Updating Mac OS to Monterey via Policy Script

JSKeller
New Contributor III

Hi everyone,

I'm currently trying to run an OS update to my environment for mostly M1 Macs that is supposed to allow my users to upgrade their machines to Monterey (as standard users) through Self Service. I'm trying to avoid the user's installing the update themselves since currently they cannot. Filevault 2 is enabled, and if users attempt to update to Monterey themselves, the error comes up that "You must provide authorization for this volume by setting it as your startup disk." I'm currently testing a Policy that contains two policies:

1. softwareupdate --fetch-full-installer --full-installer-version 12.0.1 command to grab Monterey. This first one is working fine.

2. I then have a second script set to run after this as follows:

echo "adminpassword" | /Applications/Install\ macOS\ Monterey.app/Contents/Resources/startosinstall --nointeraction --agreetolicense --user My\ IT --stdinpass

Yes, my admin username (changed here to a generic example) has a space in it. It gets applied during Prestage Enrollment. Does this matter? The error coming up at the moment in the policy logs is:

Script result: Error: failed to authorize for installation. Provide a password with --stdinpass or --passprompt. Error running script: return code was 7.

If I attempt to create a local admin without spaces, I get nothing but:

Error running script: return code was 18.

I'm a bit novice with Jamf so any help would be appreciated! Please let me know if I can provide more info!

13 REPLIES 13

ljcacioppo
Contributor III

Your "My IT" username. Is that the Full Name of the account or the short name? If you run this:

dscl . list /Users


does "My IT" show up here or is there a different short name like "myit" as typically short names dont have spaces

JSKeller
New Contributor III

My IT does appear to be the full username. I don't believe there is a shortname. When I ran the command you suggested it appeared exactly as is, with the space in it. I don't know that its technically a separate account, but rather an IT login we set up in Prestage. Do I need to create an admin account that does not have a space for this to work?

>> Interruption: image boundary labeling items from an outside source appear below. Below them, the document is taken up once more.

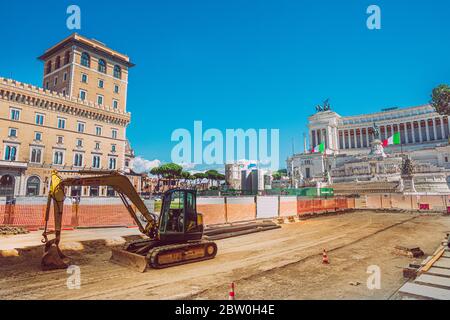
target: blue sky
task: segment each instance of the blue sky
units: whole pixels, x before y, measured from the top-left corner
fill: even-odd
[[[128,137],[137,155],[170,161],[177,128],[280,129],[280,160],[302,151],[314,106],[342,115],[425,104],[450,81],[448,0],[9,1],[0,75],[41,84],[36,57],[71,33],[128,54]],[[381,8],[382,29],[366,27]]]

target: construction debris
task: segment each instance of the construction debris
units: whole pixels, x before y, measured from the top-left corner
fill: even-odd
[[[410,258],[419,258],[424,255],[423,251],[419,247],[402,247],[396,246],[394,248],[394,253],[400,256],[406,256]]]
[[[0,226],[0,235],[27,234],[29,231],[21,227]]]
[[[447,239],[448,241],[448,239]],[[450,251],[439,247],[433,256],[422,262],[419,269],[405,268],[403,275],[415,279],[399,290],[403,299],[450,299]]]
[[[279,228],[281,227],[272,221],[232,224],[207,228],[204,231],[204,238],[206,240],[220,240]]]

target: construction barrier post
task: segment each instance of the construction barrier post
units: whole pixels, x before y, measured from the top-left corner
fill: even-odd
[[[225,206],[225,223],[228,223],[228,197],[223,197],[223,205]]]

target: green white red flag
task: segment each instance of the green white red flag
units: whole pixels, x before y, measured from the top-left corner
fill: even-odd
[[[396,145],[396,144],[400,144],[401,140],[400,140],[400,132],[396,132],[394,133],[393,136],[390,136],[389,138],[387,138],[386,140],[383,141],[383,147],[387,147],[390,145]]]

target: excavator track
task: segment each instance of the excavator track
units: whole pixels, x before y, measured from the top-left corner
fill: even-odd
[[[156,247],[147,254],[147,261],[151,268],[164,269],[214,259],[216,254],[216,243],[202,240]]]

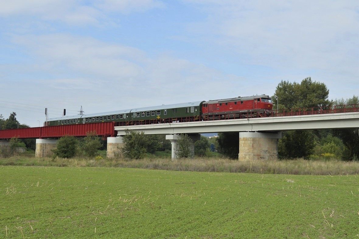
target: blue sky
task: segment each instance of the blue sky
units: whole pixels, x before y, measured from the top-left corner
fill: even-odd
[[[358,1],[1,1],[0,114],[32,127],[45,107],[271,95],[307,76],[358,94]]]

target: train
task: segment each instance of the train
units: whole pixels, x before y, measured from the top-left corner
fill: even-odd
[[[116,126],[266,117],[272,99],[266,95],[196,101],[49,119],[45,126],[114,121]]]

I'm not positive, as I haven't seen a space in a username before. I passthrough a username in quotes though. Have you tried "My IT" instead of using the escape to see if that fares any better?

Similarly, instead of passing through your credentials in the script, which I would recommend against for that generic account, you can use something like erase-install (despite the name, you can use to upgrade without erasing) where users can get prompted for their credentials to pass through to upgrade

Standard users can authenticate for that as long as they are seen to have volume ownership. They do not need to be admins to upgrade to Monterey. We're having standard users upgrade this way.
https://github.com/grahampugh/erase-install

@JSKeller for sure try what @ljcacioppo is sharing as it works great for our admin and if I'm not mistaken admin users as we've been using this for about a year now.  Absolutely a game changer!

JSKeller
New Contributor III

Thanks for the suggestion! I'll give it a try next time I get my hands on a test machine. I'm currently navigating around things but quietly deploying the get-latest-installer script in the background and then suggesting that users run this update after activating the temporary admin script that is also set up. It's another click or two, but not beyond them to complete fairly easily.

mowtnmn
New Contributor II

Hi @ljcacioppo - sorry for bringing up an old thread but how can I use this script without erasing peoples drives? I simply want to use it for an upgrade.

It is possible to just use for upgrades. Here is the documentation from the erase-install GitHub that talks about what flags to use for upgrading:

https://github.com/grahampugh/erase-install/wiki/4.-Upgrading-macOS

The entire wiki is a good place to find a lot of information around usage for it.

mowtnmn
New Contributor II

This is great. Thank you.

JSKeller
New Contributor III

Adding quotations returns "error running script: return code was 18" again.

JSKeller
New Contributor III

I appreciate the suggestion, btw. I do have a bit of a cumbersome workaround for now, which is essentially to allow users to download the installer, run a temp admin script to make them admins for 30 minutes, then install the update. I'm reaching out to Jamf support to see if there is a better way to get this done.

lstrehlau
New Contributor II

This is also an issue for us with student laptops in my district. And they are not volume owners so I don't think

erase-install will work for us. I'm working with Jamf support to come up with another option, but we haven't succeeded so far. 

lstrehlau
New Contributor II

Just to update: I actually did get erase-install working here! I had a config profile restricting .dmg. Once I removed that it ran the update!